Identifying Opportunities for Fluid Balance Optimization in Critically Ill Children

Abstract

Introduction: Fluid overload (FO), a state of pathologic positive cumulative fluid balance (CFB), is common in Pediatric Intensive Care Units (PICU) and associated with morbidity and mortality. Because different PICUs may have unique needs, barriers, and limitations to accurately report fluid balance (FB) and reduce FO, understanding the drivers of positive FB is needed. We hypothesize CFB >5% and >10% is common within initial days of PICU admission, but that reasons for high %CFB will vary across sites, as will barriers to accurate FB recording and opportunities to improve FB recording and management. Methods: Concurrent mixed methods study utilizing a retrospective observational cohort design and prospective interview and survey design performed at four tertiary pediatric ICUs. FB data was extracted from the electronic health record. A federated data collection framework allowed for rapid data aggregation. The primary outcome was %CFB on PICU days 1 and 2, defined as total intake minus total output divided by PICU admission weight. Chi-square test and Wilcoxon rank sum tests compared results across and within sites. Results: Amongst 3,071 PICU encounters, day 2 CFB >5% varied from 39% to 54% (p=0.03) and day 2 CFB >10% varied from 16% to 25% (p=0.04) across sites. Urine occurrence recordings and patients receiving >100% Holliday-Segar fluids on Day 1 differed across sites (p<0.001).
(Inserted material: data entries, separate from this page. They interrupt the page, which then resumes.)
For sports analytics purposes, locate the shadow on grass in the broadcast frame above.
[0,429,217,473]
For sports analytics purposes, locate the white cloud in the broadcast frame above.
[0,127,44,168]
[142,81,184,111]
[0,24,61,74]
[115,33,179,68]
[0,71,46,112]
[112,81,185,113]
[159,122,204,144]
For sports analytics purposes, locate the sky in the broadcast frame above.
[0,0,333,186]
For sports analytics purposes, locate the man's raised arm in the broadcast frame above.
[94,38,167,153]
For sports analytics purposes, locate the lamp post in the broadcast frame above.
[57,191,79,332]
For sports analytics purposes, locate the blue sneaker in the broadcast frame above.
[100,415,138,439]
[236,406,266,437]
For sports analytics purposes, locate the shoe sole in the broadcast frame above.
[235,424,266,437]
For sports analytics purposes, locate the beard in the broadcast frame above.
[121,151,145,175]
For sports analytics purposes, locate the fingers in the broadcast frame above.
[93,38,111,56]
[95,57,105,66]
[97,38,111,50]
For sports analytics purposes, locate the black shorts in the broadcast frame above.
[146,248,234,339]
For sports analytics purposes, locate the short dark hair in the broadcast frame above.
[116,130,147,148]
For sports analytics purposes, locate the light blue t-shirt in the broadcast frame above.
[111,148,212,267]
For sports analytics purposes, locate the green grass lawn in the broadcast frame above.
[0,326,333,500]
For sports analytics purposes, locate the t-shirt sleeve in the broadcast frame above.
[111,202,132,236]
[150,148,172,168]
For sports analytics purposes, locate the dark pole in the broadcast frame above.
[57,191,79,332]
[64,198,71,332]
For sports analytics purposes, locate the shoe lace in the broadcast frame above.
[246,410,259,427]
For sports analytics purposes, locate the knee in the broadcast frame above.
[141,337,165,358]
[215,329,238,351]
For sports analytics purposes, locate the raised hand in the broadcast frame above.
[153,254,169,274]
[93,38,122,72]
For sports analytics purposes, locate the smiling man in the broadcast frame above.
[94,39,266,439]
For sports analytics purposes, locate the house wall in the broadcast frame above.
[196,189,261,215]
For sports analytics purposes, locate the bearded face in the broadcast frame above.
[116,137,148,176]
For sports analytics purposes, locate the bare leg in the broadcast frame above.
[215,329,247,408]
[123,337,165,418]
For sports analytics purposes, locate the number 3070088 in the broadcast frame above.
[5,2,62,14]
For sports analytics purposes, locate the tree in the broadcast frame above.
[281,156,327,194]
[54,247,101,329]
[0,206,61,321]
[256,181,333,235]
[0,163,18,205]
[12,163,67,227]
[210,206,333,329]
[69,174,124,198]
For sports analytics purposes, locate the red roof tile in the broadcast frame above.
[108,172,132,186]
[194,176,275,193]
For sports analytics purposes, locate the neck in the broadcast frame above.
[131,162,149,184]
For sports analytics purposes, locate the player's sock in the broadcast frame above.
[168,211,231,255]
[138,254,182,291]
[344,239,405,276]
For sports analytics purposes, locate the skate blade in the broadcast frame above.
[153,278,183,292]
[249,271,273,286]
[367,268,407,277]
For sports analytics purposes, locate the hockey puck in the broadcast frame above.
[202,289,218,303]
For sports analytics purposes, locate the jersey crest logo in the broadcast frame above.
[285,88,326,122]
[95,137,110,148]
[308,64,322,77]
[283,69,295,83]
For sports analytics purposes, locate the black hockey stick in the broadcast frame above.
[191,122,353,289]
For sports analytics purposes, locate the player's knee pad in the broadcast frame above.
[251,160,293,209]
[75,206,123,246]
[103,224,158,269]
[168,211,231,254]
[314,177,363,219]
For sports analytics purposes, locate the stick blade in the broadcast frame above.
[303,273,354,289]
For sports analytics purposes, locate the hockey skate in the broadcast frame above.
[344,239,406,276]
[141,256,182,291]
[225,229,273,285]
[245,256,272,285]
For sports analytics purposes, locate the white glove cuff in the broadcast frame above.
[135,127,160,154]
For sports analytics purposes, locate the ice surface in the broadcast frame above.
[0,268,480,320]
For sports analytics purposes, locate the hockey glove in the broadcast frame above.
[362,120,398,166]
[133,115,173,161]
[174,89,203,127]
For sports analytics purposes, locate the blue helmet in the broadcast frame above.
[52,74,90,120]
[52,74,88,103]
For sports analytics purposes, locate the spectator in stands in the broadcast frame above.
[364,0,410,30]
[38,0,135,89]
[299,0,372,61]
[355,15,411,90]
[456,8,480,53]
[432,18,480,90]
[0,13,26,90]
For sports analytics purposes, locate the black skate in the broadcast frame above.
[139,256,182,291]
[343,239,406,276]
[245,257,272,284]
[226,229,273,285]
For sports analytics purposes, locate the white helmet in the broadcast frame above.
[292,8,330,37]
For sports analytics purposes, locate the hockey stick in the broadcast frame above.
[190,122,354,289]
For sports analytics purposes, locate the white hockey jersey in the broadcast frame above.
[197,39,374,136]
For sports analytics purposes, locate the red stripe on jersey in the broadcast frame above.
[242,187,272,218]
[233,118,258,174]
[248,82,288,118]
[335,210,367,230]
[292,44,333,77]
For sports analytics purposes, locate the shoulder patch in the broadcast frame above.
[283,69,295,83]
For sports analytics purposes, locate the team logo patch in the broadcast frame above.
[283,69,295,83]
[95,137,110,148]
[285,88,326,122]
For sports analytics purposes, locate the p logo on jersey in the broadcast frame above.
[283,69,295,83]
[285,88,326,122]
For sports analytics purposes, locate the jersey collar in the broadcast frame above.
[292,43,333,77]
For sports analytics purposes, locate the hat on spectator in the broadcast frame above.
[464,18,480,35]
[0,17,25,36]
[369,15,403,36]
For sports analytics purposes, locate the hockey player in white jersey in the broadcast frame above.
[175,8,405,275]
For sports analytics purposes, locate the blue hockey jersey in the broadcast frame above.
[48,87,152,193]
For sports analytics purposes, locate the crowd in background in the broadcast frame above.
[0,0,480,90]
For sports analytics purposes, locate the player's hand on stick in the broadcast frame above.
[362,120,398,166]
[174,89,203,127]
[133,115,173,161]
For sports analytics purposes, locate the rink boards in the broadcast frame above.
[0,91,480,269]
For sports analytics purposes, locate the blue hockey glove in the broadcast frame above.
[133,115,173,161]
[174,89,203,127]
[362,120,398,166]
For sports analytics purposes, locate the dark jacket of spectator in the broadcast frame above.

Sites discussed overall FB and specific FB goals on rounds with differing frequency (42-73% and 19-39%, respectively), but they reported similar barriers to accurate FB reporting and achievable opportunities to improve FB measurements. Conclusion: Day 2 CFB >5% and >10% was common among PICU encounters but proportion of patients varied significantly across PICUs. Individual ICUs have different drivers of FO that must be targeted to improve FB management.

Competing Interest Statement

The authors have declared no competing interest.

Funding Statement

This study did not receive any funding

Author Declarations

I confirm all relevant ethical guidelines have been followed, and any necessary IRB and/or ethics committee approvals have been obtained.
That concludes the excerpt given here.